French Teachers Are Being Made Frontline Climate Managers

Angelique Chrisafis reported for The Guardian from Paris on June 25 that French education unions urged teachers to strike as national exams moved ahead during a severe heatwave. Authorities closed 3,500 schools, reduced hours at 10,000 more, and kept brevet exams on schedule for more than 850,000 15-year-olds, with classrooms in some places reaching up to 40 degrees Celsius.
School buildings designed for cooler summers — large windows, limited insulation, few air conditioning units, exposed playgrounds — are now being asked to function during heat that strains children, teachers, nurses, examiners, and parents at the same time. The infrastructure has not changed. The summer has.
The government tried to adapt. Education Minister Edouard Geffray said the brevet would take place in the morning, with fewer students per room, water distribution, pauses, and flexible rules for students who needed to cool down. He also said that from next summer, all national exams would be held in the morning rather than the afternoon. Those adjustments are real. They are also the government improvising around infrastructure that no longer fits the climate.

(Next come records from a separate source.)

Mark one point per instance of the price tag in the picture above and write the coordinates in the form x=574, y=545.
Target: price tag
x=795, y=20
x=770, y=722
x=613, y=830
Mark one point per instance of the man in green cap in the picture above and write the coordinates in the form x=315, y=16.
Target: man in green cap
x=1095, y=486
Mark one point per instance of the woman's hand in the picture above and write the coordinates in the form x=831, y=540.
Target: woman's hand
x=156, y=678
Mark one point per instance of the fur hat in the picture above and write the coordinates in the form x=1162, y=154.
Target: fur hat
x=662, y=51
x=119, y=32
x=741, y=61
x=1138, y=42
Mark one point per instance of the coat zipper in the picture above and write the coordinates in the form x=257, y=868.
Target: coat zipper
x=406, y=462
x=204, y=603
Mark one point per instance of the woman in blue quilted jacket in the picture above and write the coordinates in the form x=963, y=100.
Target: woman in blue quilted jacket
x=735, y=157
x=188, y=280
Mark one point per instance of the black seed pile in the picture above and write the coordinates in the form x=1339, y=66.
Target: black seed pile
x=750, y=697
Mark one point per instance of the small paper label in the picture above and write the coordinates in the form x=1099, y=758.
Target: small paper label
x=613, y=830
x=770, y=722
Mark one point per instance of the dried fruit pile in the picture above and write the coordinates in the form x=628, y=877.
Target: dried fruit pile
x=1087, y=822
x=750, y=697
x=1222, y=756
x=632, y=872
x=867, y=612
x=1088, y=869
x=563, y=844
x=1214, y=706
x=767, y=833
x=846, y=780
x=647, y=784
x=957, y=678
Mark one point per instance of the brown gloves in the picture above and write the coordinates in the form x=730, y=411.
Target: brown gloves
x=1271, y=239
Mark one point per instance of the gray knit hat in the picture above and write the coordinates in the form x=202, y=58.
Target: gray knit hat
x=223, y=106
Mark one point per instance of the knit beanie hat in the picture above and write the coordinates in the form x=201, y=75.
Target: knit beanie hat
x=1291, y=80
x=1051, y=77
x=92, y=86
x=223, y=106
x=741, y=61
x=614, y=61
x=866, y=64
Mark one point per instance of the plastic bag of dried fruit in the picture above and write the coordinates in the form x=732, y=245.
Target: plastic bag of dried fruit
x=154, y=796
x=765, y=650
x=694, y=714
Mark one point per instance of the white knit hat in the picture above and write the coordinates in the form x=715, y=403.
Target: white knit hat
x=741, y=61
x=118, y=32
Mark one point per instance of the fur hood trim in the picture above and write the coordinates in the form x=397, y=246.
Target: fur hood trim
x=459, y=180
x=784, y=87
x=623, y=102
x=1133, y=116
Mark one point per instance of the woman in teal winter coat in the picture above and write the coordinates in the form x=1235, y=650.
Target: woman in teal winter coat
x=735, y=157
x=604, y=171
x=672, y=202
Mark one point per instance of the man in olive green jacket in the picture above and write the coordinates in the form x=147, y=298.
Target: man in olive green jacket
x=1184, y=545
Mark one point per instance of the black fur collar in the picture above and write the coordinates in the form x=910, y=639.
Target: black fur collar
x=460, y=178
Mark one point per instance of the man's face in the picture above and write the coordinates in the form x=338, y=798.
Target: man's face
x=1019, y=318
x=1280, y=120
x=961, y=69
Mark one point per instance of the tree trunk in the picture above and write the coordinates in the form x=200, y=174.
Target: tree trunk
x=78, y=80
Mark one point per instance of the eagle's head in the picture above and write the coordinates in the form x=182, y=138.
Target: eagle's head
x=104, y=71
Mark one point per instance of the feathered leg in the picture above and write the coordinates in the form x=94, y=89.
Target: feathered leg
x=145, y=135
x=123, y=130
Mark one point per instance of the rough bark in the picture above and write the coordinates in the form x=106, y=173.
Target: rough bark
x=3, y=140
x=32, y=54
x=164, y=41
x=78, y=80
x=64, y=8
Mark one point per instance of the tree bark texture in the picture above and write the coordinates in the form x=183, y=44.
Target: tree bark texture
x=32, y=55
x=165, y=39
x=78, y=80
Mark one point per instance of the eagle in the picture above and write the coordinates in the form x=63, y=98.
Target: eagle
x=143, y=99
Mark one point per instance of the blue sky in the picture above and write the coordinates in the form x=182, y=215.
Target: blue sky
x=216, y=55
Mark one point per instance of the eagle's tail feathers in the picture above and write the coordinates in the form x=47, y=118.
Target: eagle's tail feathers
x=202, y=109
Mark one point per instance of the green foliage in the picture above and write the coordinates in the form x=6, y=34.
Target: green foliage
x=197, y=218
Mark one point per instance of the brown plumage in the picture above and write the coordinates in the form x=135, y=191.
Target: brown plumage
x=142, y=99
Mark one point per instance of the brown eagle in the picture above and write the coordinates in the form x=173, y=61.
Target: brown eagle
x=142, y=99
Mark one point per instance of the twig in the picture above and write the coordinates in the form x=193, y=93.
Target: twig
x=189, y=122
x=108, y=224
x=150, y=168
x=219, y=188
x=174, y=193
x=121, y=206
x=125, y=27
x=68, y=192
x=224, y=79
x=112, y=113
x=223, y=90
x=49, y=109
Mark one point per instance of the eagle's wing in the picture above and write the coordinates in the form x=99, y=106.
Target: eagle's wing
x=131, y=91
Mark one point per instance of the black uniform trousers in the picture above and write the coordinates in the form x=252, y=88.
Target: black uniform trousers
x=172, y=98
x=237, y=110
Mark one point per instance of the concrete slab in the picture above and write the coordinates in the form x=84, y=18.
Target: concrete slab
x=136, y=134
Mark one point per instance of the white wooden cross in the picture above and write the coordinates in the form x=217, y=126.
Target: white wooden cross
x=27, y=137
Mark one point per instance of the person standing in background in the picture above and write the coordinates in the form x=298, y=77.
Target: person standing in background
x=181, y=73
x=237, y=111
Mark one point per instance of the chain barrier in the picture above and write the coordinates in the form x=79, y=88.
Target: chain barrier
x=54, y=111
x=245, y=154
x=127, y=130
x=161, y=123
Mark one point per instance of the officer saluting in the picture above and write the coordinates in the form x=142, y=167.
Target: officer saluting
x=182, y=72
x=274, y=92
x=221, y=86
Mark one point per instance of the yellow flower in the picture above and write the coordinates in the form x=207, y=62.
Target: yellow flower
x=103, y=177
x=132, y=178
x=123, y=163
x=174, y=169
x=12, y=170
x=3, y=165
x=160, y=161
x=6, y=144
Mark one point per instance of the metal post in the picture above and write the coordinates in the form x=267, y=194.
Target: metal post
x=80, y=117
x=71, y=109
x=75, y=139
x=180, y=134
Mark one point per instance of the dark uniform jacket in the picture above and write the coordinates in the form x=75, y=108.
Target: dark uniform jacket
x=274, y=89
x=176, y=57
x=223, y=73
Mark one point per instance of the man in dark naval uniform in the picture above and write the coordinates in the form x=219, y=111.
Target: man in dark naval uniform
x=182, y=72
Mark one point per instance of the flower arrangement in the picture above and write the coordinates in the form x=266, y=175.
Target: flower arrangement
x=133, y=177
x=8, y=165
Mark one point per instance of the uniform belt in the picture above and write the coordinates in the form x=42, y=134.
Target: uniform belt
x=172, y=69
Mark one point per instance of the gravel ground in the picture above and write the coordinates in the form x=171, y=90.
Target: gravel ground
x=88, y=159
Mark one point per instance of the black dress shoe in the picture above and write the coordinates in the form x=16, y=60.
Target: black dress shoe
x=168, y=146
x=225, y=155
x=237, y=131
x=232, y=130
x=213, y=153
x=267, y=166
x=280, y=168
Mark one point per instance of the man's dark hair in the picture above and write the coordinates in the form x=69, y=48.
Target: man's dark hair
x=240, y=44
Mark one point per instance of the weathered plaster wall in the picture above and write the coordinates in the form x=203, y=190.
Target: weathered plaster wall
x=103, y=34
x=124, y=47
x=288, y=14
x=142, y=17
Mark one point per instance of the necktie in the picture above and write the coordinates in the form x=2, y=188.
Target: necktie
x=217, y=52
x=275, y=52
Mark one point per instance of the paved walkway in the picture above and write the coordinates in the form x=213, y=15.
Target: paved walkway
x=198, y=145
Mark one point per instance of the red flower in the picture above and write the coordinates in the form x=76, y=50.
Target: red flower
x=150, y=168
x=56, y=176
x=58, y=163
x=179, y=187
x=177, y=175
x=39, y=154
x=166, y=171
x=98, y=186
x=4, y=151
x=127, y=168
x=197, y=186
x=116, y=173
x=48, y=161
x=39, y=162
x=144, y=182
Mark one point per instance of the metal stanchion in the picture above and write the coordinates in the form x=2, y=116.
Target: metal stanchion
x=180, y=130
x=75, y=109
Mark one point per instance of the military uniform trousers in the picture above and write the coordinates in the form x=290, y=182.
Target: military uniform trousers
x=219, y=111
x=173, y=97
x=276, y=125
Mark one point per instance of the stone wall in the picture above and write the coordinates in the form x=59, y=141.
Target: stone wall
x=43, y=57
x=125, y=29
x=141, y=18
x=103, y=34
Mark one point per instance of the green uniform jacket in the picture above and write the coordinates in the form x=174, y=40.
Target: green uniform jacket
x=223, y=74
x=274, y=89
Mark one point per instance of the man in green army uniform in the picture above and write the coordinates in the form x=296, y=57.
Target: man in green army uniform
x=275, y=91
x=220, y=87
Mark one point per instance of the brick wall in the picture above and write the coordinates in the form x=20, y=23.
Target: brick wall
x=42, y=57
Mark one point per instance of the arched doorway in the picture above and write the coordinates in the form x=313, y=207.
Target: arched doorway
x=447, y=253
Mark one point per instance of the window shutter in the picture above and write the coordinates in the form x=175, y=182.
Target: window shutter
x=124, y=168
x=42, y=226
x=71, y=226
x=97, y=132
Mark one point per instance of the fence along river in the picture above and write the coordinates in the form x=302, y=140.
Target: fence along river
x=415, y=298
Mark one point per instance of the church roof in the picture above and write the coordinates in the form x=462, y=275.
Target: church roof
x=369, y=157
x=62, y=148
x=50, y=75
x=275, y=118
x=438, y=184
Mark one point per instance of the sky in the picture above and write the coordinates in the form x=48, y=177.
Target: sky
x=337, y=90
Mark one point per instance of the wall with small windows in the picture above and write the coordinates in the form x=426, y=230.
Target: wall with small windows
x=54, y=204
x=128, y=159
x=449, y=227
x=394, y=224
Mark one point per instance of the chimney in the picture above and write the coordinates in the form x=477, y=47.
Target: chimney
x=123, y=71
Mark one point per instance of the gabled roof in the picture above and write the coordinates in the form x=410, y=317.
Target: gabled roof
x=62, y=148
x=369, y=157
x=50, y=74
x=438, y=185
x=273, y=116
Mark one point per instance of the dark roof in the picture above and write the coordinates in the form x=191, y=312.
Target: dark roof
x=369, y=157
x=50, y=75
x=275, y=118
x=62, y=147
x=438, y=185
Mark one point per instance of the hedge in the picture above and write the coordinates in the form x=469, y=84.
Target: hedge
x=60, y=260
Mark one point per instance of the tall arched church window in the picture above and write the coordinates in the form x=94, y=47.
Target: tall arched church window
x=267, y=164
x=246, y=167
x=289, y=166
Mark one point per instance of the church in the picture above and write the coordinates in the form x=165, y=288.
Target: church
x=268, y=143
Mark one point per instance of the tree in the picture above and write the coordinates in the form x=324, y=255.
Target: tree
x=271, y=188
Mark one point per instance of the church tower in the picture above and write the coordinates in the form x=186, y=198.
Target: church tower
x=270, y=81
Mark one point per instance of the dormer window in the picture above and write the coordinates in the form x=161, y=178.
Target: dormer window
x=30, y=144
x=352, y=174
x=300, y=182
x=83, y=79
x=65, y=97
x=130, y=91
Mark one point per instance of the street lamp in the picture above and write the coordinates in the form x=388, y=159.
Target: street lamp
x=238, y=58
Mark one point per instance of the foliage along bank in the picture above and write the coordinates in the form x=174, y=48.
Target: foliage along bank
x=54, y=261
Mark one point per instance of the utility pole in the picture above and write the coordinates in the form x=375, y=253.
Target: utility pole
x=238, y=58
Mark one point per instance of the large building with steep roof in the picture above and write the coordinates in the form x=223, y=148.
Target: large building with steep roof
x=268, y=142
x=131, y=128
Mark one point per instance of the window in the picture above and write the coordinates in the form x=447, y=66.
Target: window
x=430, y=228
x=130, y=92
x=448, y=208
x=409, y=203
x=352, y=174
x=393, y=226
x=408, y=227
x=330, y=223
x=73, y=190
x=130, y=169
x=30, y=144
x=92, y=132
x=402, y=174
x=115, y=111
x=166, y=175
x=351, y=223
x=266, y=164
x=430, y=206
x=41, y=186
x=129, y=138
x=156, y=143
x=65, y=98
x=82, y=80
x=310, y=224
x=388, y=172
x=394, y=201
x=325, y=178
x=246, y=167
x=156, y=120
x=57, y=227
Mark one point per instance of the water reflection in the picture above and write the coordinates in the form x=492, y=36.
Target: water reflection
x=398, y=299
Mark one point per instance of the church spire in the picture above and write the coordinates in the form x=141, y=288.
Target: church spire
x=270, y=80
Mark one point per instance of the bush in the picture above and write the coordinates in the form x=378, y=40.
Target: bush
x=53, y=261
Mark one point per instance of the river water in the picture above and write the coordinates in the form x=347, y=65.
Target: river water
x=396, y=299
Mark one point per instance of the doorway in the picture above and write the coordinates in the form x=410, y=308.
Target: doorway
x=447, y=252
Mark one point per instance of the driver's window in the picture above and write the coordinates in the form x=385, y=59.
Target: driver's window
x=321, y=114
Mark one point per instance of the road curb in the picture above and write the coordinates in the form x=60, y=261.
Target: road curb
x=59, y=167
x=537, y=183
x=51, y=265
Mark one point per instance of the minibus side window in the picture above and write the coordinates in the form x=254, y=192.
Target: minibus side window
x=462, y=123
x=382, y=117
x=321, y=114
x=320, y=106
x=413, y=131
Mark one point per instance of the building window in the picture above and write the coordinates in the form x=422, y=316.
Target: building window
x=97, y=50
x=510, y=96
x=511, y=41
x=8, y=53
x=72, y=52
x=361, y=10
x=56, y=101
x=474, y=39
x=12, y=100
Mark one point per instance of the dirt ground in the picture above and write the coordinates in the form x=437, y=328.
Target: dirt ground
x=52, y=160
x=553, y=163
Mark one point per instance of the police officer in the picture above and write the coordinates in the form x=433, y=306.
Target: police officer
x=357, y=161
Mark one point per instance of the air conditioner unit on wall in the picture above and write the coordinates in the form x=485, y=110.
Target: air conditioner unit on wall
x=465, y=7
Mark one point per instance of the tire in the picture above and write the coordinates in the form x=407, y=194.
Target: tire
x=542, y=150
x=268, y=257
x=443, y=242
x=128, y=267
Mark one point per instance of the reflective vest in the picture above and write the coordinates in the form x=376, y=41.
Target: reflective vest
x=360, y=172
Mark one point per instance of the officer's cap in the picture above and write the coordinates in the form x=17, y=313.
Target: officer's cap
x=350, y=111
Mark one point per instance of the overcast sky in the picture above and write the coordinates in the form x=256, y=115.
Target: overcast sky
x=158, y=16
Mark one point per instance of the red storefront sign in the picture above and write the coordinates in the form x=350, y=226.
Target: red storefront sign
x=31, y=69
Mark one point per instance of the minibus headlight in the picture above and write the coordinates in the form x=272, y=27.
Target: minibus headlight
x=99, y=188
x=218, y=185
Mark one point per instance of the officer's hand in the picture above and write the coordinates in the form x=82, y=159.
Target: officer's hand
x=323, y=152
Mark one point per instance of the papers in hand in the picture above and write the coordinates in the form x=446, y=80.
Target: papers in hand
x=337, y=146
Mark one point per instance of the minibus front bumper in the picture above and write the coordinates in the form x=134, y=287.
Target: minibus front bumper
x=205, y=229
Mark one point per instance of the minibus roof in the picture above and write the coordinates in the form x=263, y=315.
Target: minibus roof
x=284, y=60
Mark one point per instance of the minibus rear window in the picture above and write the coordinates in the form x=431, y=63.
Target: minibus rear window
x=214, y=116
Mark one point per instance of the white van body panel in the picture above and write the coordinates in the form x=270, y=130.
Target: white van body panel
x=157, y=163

Teachers are being asked to maintain classes, monitor students for heat distress, manage hydration, adjust routines, and preserve exam integrity in rooms that may be physically unsafe. That is labor, even when the job description still calls it education. Several unions said the lack of preparation put the health of staff and students at risk — framing heat adaptation not as an inconvenience but as a workplace safety failure.
Students are absorbing a second layer of pressure. Exams determine academic placement and future pathways. When teenagers take those exams in extreme heat, performance becomes tied to building quality and neighborhood conditions. Chrisafis reported that some students said they could not revise in homes that were also heat traps, while officials argued that some children might be safer in schools if their homes were even hotter. Education policy, housing quality, and climate adaptation are now operating inside the same problem.
Power moves from institutions to individuals when infrastructure fails. Teachers cool children with improvised methods. Students try to concentrate through heat stress. Staff carry the practical and emotional burden of a system that has not been retrofitted fast enough to match the summers it is now being asked to manage.
France’s exam conflict is a preview for other countries with older school buildings and hotter summers. The next education equity fight will include ventilation, shade, insulation, cooling access, exam calendars, and worker safety. Schools that cannot adapt will turn climate conditions into another mechanism shaping which students’ outcomes are determined by the buildings around them.